SELECT * FROM orders o
WHERE NOT EXISTS (SELECT 1 FROM blacklist b WHERE b.id = o.customer_id);

Other NULL rules:

  • NULL = NULL → FALSE (use IS NULL)
  • Aggregate functions like COUNT() ignore NULLs
  • COALESCE(value, fallback) replaces NULLs

  • Indexing & Performance

    Index Types

    Index TypeBest For
    B-TreeEquality, range scans, ORDER BY
    HashEquality only
    GIN/GiSTFull-text, arrays, JSON
    BRINVery large tables ordered by value (e.g., timestamps)
    For a 1-billion row table with range scans on a timestamp, a BRIN index is most efficient — it stores min/max per block range, using minimal space.

    Covering Index

    A covering index includes all columns needed by a query, avoiding a table lookup:

    -- Query: SELECT name, email FROM users WHERE department = 'Engineering'
    CREATE INDEX idx_covering ON users (department, name, email);
    -- All needed columns are IN the index — no heap access needed

    Partial Index

    Index only a subset of rows — great for filtering common conditions:

    CREATE INDEX idx_active_users ON users (email) WHERE active = true;
    -- Much smaller and faster than indexing all users


    EXPLAIN and Query Optimization

    EXPLAIN shows the query plan without running it. EXPLAIN ANALYZE actually executes the query and shows real timing and row counts.

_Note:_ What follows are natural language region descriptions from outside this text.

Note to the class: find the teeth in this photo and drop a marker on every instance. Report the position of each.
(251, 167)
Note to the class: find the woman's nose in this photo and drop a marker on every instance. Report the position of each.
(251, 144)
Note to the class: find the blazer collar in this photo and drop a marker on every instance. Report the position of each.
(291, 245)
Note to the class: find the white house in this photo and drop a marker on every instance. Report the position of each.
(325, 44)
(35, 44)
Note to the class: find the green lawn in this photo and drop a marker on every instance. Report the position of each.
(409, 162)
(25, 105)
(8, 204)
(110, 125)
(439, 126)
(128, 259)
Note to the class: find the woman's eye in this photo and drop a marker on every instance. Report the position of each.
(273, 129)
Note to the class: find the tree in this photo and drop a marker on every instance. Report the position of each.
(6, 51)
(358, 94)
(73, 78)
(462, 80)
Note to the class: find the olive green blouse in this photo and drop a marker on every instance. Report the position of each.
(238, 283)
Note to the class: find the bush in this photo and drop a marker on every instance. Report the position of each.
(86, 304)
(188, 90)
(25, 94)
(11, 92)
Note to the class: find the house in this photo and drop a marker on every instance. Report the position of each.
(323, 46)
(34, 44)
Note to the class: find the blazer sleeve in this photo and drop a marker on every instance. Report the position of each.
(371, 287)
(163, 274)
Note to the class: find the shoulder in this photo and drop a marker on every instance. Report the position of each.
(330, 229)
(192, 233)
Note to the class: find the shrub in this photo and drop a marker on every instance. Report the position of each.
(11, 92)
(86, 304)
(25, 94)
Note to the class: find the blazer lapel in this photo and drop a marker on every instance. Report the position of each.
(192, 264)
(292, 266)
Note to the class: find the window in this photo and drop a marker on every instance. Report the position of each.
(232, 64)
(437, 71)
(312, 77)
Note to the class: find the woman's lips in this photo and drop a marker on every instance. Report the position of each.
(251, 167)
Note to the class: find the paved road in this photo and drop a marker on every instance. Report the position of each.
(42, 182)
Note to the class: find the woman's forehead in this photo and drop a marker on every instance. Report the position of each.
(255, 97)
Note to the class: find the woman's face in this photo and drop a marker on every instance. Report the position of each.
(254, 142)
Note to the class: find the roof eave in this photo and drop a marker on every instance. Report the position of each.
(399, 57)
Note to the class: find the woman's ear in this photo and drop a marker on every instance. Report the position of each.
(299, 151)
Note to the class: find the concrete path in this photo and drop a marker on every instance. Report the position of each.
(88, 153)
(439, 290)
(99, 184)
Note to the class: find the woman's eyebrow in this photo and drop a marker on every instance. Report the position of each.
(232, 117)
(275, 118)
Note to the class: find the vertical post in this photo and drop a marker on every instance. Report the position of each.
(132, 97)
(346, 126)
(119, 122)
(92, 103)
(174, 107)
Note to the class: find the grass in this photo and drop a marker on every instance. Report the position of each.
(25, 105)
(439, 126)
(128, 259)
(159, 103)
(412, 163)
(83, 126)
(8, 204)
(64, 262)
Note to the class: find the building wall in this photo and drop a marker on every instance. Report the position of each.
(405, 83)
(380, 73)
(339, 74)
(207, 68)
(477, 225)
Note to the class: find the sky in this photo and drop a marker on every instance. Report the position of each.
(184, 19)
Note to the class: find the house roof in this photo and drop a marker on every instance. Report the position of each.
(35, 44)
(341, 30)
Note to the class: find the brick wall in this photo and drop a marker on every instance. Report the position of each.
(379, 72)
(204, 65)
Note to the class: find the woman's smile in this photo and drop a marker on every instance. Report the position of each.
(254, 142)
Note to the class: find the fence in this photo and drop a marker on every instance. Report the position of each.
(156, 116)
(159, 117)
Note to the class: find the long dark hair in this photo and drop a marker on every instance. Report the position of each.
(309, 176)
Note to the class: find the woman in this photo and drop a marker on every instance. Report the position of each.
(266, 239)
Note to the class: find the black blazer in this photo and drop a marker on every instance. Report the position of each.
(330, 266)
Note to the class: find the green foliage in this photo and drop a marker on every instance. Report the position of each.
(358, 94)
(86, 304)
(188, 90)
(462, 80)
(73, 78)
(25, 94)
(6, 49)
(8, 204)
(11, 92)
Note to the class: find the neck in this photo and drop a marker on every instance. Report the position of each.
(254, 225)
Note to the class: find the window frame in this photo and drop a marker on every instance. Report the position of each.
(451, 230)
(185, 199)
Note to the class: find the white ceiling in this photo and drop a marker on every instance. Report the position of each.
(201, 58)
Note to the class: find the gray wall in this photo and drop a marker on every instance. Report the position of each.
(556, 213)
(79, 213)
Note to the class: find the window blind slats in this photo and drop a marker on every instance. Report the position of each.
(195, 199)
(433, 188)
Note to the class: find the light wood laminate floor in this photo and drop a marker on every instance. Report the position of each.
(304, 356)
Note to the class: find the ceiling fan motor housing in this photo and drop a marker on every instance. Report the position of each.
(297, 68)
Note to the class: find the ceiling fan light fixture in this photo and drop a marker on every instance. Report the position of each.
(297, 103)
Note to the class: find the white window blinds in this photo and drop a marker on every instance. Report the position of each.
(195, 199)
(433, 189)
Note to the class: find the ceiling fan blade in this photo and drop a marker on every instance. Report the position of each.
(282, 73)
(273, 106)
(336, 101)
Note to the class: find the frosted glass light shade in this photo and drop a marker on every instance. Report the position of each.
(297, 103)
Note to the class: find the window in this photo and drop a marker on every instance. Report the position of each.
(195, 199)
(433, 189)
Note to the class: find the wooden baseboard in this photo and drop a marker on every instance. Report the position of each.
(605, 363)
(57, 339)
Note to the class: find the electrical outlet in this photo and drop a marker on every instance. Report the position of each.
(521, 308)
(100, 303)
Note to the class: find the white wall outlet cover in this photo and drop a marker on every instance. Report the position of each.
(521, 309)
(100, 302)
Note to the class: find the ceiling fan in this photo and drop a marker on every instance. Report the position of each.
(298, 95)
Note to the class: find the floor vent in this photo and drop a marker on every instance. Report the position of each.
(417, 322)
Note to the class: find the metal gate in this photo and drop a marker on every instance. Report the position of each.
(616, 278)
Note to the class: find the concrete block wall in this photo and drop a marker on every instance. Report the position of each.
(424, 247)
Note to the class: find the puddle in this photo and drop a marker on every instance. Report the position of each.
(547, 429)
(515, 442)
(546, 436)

    EXPLAIN ANALYZE SELECT * FROM orders WHERE customer_id = 42;

    Look for:

  • Seq Scan → no index used (potential problem on large tables)
  • Index Scan → using an index ✓
  • Hash Join vs Nested Loop → join strategy chosen by planner
  • Best Practices

  • Avoid SELECT * in production
  • Filter early (push WHERE conditions down)
  • Use EXISTS instead of COUNT(*) to check existence
  • Avoid functions on indexed columns in WHERE: WHERE YEAR(created_at) = 2023 kills index usage

  • Joins Deep Dive

    Join Types

    JoinReturns
    INNER JOINMatching rows only
    LEFT JOINAll left rows + matched right
    RIGHT JOINAll right rows + matched left
    FULL OUTER JOINAll rows from both sides
    CROSS JOINCartesian product
    LATERAL JOINSubquery that references outer query columns

    LATERAL Joins

    LATERAL allows a subquery to reference columns from preceding tables — like a correlated subquery in the FROM clause:

    SELECT u.name, recent.order_date
    FROM users u,
    LATERAL (
      SELECT order_date FROM orders o
      WHERE o.user_id = u.id
      ORDER BY order_date DESC LIMIT 1
    ) recent;


    Aggregation, Deduplication & Pivot

    Deduplication

    -- Keep one row per duplicate using ROW_NUMBER
    WITH deduped AS (
      SELECT *, ROW_NUMBER() OVER (PARTITION BY email ORDER BY created_at DESC) AS rn
      FROM users
    )
    DELETE FROM users WHERE id IN (SELECT id FROM deduped WHERE rn > 1);

    PIVOT (Conditional Aggregation)

    Most databases use CASE for pivoting:

    SELECT
      department,
      SUM(CASE WHEN gender = 'M' THEN 1 ELSE 0 END) AS male_count,
      SUM(CASE WHEN gender = 'F' THEN 1 ELSE 0 END) AS female_count
    FROM employees
    GROUP BY department;

    Date Functions

    DATE_TRUNC('month', created_at)   -- PostgreSQL
    DATE_FORMAT(created_at, '%Y-%m')  -- MySQL
    DATEADD(day, 7, order_date)       -- SQL Server


    Key Takeaways

  • DENSE_RANK() gives sequential ranks with no gaps; ROW_NUMBER() is always unique; RANK() skips numbers after ties.
  • NOT IN with NULLs always returns empty results — use NOT EXISTS as a safe alternative.
  • EXPLAIN ANALYZE actually runs the query and returns real execution stats; plain EXPLAIN only estimates.
  • Recursive CTEs are the go-to tool for hierarchical/tree-structured data of unknown depth.
  • Covering indexes and partial indexes are powerful optimizations: covering indexes eliminate table lookups; partial indexes reduce index size by targeting specific row subsets.